Wall Street closed with only slight gains after a volatile trading day as market participants weighed divergent forces. Concerns about the scale and economic effects of corporate investment in artificial intelligence sat alongside reports of positive movement in nuclear discussions between Iran and the United States, producing a cautious tone that left major indexes largely unchanged by the final bell.

Early weakness in technology names gave way to buying pressure as the session progressed. Chip and broader tech shares, which had dipped earlier in the day, staged reversals that helped stabilize the market. Investors appeared to use the pullback in technology as a buying opportunity rather than an occasion to rotate away from the sector.

Transport stocks moved higher, supported in part by advances in specific names such as Norwegian Cruise Line and Southwest Airlines. In the technology sector, Apple and Broadcom were among the contributors to gains by tech-heavy indexes.


Market breadth and sector performance

Performance across sectors was mixed. Real estate and financials outperformed, as did the Dow transports and airline shares. Conversely, energy, consumer staples and housing-related stocks lagged the broader market.

In currency markets, the U.S. dollar strengthened amid geopolitical developments, while the euro extended a run of losses for a sixth consecutive session versus the dollar. The Japanese yen eased for a second straight session after breaking a five-day winning streak.

Bond markets showed a mixed picture: U.S. Treasury yields moved in different directions across the curve as speculation about the timing and scale of Federal Reserve rate cuts continued to influence demand for government paper.

Commodity prices also reacted to a subtle shift in geopolitical tensions. A perceived easing of supply concerns and a reduced need for safe-haven assets contributed to declines in both crude oil and gold.
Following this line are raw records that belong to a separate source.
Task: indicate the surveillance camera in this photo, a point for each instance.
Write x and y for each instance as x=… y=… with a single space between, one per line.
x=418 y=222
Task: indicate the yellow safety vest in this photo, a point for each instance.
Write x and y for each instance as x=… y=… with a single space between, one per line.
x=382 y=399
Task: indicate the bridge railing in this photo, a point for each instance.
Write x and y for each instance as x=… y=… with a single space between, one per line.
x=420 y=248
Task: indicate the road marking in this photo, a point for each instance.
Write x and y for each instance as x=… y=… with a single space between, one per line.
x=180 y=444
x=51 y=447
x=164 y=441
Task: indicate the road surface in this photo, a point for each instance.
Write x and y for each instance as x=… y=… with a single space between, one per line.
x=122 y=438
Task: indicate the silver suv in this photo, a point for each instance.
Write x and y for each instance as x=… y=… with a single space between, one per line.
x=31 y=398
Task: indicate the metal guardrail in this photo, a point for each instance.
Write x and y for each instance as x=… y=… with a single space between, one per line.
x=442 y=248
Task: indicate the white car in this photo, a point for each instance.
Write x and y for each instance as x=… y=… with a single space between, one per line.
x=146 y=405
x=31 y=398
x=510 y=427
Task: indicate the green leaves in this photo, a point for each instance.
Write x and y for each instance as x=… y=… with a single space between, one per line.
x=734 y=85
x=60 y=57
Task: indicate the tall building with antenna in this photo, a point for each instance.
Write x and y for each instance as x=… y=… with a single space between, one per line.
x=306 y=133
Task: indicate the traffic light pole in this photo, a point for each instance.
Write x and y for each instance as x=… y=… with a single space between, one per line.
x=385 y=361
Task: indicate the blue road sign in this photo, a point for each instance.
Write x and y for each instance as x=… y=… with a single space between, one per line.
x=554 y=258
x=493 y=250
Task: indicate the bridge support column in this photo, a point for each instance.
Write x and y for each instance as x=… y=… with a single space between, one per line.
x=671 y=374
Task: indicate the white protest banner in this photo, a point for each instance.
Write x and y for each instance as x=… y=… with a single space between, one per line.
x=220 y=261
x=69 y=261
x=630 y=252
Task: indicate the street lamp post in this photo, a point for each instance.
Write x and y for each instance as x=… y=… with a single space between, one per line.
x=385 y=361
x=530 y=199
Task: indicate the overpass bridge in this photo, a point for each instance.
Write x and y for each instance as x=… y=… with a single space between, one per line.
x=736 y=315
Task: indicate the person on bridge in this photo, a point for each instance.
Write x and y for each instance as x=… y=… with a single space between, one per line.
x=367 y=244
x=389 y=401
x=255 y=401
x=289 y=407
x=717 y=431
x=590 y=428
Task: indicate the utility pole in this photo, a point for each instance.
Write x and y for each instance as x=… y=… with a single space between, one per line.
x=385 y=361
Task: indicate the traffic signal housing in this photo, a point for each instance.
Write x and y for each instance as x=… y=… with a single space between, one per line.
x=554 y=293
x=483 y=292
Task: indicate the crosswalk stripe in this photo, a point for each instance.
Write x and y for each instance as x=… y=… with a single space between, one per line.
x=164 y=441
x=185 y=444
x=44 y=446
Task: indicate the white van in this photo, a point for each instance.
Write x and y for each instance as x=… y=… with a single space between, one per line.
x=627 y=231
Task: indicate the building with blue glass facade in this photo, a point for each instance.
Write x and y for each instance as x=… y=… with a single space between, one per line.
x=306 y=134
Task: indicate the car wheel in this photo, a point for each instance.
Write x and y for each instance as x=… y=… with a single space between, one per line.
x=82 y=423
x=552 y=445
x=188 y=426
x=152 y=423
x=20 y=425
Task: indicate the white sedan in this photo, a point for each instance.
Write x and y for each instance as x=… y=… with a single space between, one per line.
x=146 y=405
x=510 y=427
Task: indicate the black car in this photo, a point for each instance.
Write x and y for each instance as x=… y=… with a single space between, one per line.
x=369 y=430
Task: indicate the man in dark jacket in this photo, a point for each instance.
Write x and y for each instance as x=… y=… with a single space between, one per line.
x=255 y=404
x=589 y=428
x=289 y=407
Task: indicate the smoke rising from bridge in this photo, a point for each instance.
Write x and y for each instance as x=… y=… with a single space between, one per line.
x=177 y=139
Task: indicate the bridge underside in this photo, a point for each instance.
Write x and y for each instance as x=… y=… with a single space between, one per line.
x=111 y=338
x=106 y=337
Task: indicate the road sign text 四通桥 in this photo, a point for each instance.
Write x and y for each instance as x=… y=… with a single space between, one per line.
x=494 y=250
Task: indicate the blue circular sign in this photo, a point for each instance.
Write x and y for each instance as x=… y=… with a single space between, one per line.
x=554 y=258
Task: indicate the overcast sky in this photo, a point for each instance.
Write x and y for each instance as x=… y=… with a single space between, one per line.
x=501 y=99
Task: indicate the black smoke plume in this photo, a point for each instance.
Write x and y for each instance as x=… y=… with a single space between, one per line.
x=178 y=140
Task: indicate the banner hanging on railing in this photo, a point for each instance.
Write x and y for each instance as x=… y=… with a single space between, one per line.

Notable talking points from the day

  • Artificial intelligence and employment - Federal Reserve Governor Michael Barr and San Francisco Fed President Mary Daly each addressed the issue of AI, focusing on its potential consequences for the labor market and wider economic activity.
  • Corporate activity - Warner Bros Discovery declined Paramount Skydance's revised bid of $30 per share. The target company, however, left room for a final bid by giving Paramount Skydance seven days to submit a "best and final" offer.

Key reads highlighted for further context

  1. Fed's Goolsbee: Several rate cuts possible this year if inflation gets back to 2%
  2. Dollar might be ready for a reprieve after a four-month decline
  3. Suffocating U.S. pressure could force Russian oil output cuts
  4. Canada's annual inflation cools in January on falling gasoline prices
  5. Quiet markets, loud diplomacy: All eyes on Iran

Events that could influence trading next

  • United Kingdom CPI (January)
  • United Kingdom PPI (January)
  • France CPI (January)
  • U.S. New Orders for Durable Goods (December)
  • U.S. Housing Starts/Building Permits (December)
  • U.S. Industrial Production/Capacity Utilization (January)
  • Japan Machinery Orders (December)
  • South Korea Trade Balance (January)
  • Australia Employment Report (January)
  • U.S. Federal Reserve Vice Chair Michelle Bowman participating in a discussion on "supervision and regulation"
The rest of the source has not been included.